I would say that Wrightson’s writing represents a cultural response to a certain cultural problem (or set of cultural problems): how, as a colonist (or immigrant, or ‘new Australian’, or Anglo Australian – pick your label) to write as a fabulist about a new land without using the language and characters of English fantasy based in the English/British countryside? Her solution is labelled today as ‘appropriation’, but the label is misleading and Wrightson’s writing is a good deal more subtle and sensitive to cultural and personal conflicts of her time than that. Her books leave a valuable literary legacy and it would be a huge disservice to not only her but to Australian literature to bar them completely from the literary record. Finally, the literary problems she responded to have not gone away, and, unless fabulism completely disappears as a literary genre, all ‘colonial Australians’ with an interest in literature will need to grapple with the problems Wrightson grappled with.

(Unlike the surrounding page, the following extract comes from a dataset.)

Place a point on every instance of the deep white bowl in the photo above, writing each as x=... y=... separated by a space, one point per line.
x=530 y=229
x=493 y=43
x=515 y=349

Incidentally, I see that this is not exactly what has happened (in spite of suggestions to the contrary in the article): after I started googling ‘The Nargun and the Stars’ – which I’m re-reading now – I happened upon several websites (including this one(!)), which indicated that not only was it made into a television serial around the time of publication, but was made into a ballet much more recently (2009).
I think to dismiss all the spirit Wrightson books as mistaken is to oversimplify a very knotty problem. How does a white person write fabulist narratives in Australia without committing appropriation? Due to the regrettable fact of colonialism this is now home for us. Fairies and other nature spirits feel, as you said in the beginning of your essay, as foreign to me as the landscape they come from.